The street names in the upstanding neighborhood followed the order of succession of the first 14 U.S. presidents: Washington, Adams, Jefferson, Madison, Monroe, Quincy, Jackson, Van Buren, Harrison, Tyler, Polk, Taylor, Fillmore, and Pierce. On the other side of town, just a few blocks away, the parallel street names paid homage to the states in order of their admission to the union: Delaware, Pennsylvania, Jersey, Georgia, Connecticut, Massachusetts, Maryland, Carolina, Hampshire, Virginia, York, Rhode Island, Vermont, and so on. Almost all of the cross streets in town were numbered streets arranged into a neat grid pattern. The two main bisecting roads in town were named Federal Avenue and State Street. Federal Avenue and State Street sliced the city into roughly equal quadrants and intersected at Central Park in front of City Hall. The entire map of Mason City proper was a metaphor for the federated republic.
Built in 1900, the run-down farmhouse with the big messy yard among the presidents stood less than two miles from Lehigh Row—but a whole world away. In the new world, there were paved roads instead of gravel lanes. There were green lawns instead of gray dirt. There were cement sidewalks leading practically everywhere instead of just a single set of railroad tracks leading to town. And there were very few Italians.

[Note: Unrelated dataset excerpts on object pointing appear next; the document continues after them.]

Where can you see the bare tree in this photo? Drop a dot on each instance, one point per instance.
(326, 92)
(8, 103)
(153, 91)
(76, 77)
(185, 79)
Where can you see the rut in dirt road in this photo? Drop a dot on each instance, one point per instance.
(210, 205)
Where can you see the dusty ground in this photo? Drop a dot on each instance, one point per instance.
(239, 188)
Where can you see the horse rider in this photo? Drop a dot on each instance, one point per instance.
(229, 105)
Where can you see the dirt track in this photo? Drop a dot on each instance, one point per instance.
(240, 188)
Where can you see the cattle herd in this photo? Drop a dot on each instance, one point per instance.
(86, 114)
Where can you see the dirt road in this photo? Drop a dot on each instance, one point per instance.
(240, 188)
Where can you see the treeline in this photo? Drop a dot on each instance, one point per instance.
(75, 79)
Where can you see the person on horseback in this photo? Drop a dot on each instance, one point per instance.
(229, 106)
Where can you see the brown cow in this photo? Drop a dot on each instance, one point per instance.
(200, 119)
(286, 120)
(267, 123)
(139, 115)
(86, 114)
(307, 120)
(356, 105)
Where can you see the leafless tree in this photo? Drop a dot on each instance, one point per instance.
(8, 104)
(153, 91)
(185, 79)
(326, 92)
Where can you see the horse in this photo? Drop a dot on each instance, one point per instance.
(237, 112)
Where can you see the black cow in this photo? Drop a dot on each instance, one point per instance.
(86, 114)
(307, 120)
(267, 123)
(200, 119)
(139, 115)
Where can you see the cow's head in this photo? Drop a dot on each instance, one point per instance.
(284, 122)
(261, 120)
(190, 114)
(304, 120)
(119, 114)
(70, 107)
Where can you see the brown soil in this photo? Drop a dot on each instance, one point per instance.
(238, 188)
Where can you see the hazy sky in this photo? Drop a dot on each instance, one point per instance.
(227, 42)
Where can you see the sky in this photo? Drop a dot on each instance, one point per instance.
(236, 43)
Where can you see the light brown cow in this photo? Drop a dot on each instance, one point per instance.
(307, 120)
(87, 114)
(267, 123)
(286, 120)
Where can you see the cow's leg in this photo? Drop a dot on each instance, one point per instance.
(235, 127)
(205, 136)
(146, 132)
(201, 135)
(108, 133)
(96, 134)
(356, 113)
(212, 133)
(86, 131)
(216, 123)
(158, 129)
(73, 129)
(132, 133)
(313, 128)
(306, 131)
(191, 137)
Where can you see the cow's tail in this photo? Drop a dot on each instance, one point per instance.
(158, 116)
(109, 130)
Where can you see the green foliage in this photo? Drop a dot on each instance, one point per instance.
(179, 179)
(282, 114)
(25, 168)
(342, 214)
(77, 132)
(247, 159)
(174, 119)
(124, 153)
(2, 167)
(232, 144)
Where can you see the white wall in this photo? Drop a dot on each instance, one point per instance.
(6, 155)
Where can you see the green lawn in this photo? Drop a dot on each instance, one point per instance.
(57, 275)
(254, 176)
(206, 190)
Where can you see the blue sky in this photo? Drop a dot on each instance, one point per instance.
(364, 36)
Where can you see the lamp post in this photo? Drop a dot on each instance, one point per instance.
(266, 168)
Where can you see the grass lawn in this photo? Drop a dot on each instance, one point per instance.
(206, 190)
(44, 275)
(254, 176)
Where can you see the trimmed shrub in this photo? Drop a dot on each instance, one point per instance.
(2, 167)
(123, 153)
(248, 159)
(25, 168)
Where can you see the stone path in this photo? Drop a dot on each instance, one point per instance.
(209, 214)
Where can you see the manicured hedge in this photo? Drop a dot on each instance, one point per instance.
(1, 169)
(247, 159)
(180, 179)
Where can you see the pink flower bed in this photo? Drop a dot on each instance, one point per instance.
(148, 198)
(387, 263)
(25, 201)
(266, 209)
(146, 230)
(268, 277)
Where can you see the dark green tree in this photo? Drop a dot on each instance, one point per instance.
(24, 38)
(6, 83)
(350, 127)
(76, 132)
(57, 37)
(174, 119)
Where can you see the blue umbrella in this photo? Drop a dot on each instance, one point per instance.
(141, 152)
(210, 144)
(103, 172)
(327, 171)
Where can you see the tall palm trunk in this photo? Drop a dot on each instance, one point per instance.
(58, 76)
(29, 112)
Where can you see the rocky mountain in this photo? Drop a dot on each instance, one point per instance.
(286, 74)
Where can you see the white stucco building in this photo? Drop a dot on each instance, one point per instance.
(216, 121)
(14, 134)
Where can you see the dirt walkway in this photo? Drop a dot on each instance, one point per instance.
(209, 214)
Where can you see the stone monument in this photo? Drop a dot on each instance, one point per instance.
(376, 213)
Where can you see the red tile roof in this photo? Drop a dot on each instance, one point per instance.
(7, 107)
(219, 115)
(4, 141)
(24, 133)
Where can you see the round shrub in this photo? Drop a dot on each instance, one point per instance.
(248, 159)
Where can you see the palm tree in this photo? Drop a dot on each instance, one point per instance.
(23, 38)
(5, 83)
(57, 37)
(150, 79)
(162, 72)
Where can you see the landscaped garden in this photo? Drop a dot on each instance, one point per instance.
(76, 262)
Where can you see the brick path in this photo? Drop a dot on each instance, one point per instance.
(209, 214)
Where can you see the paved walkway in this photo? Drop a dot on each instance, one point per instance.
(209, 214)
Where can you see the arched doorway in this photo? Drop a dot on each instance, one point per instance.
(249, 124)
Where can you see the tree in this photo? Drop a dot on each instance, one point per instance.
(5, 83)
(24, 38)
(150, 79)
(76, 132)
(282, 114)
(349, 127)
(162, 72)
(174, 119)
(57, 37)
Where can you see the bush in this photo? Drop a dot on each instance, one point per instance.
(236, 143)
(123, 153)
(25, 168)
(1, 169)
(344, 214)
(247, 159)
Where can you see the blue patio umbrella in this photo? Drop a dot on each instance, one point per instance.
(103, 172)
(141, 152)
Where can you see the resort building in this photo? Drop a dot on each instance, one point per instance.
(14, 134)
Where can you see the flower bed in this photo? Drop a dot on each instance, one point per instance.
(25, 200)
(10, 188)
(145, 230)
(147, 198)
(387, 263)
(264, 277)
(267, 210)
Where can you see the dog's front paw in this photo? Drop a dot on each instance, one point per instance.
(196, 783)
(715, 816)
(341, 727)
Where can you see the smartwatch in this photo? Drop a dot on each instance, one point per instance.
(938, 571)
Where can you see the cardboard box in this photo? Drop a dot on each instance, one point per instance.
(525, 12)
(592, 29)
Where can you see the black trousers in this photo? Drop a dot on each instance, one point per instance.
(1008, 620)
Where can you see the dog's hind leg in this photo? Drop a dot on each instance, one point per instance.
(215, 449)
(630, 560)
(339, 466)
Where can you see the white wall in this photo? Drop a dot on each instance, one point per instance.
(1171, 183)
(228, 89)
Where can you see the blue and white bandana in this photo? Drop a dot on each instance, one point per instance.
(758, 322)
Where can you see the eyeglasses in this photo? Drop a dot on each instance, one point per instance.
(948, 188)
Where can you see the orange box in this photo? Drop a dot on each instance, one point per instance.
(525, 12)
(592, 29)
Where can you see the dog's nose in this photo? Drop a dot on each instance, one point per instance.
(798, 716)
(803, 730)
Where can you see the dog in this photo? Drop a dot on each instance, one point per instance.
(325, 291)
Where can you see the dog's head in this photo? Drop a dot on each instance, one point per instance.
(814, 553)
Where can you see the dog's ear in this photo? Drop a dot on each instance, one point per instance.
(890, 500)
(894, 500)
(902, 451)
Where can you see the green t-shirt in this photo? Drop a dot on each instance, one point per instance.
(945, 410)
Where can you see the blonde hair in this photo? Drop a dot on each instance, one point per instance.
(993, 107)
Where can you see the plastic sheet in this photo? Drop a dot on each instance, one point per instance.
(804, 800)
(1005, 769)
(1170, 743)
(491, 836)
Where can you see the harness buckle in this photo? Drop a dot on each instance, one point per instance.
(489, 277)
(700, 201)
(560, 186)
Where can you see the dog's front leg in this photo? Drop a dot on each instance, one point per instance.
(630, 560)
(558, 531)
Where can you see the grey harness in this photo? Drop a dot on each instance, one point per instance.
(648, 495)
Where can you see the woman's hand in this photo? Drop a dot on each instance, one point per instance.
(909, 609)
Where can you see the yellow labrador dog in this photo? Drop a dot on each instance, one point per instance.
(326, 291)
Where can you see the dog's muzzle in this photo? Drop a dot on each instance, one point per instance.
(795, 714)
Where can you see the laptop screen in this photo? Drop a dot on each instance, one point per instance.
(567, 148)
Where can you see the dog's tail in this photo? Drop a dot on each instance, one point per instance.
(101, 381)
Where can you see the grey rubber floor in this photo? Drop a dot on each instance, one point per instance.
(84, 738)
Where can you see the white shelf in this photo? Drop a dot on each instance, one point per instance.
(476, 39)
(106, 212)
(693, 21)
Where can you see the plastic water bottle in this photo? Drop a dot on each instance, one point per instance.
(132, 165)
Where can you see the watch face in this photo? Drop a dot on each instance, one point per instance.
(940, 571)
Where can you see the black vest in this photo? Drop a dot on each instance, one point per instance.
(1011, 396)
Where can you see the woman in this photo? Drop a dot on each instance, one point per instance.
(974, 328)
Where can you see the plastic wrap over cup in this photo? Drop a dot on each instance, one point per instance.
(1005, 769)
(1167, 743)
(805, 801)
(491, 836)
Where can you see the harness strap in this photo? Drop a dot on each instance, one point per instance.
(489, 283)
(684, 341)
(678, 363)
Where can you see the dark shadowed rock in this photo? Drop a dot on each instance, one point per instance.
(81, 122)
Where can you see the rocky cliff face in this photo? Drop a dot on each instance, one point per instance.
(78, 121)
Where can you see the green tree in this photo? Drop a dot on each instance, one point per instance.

The farmhouse belonged to an absentee landlord. Serafino walked to the landlord’s house, located in another part of town, and knocked on the front door.
The Anglo landlord answered. “The house is on the market for $5,000,” he accentuated each syllable of the price, as if to discourage, deter, and dismiss the stranger.
Serafino, who knew the price beforehand, offered cash on the spot for the full amount.
The landlord raised his eyebrows, stepped backward, and took a deep breath. “The price has just gone up to $6,000,” he exhaled.
Serafino shot the landlord a look of disbelief but could do little else. Serafino didn’t have the extra $1,000 either in his pocket or in the cigar box at home. He bid the landlord goodbye, walked home along the railroad tracks to Lehigh Row, asked his brother-in-law for a loan, and returned to the landlord’s house with the full $6,000.
The landlord took one look at the stack of money and surrendered. “You win,” he agreed to the sale. He refrained from further price hikes, knowing he’d be hard pressed to find another buyer at the already-inflated price.
The Di Gregorios got the house—but not much of a housewarming. The lukewarm reception came from both parts of town.
Some people on Lehigh Row congratulated the Di Gregorios, but others didn’t. At the Lehigh Row grocery store, bakery, and pool hall, some people snickered and sneered.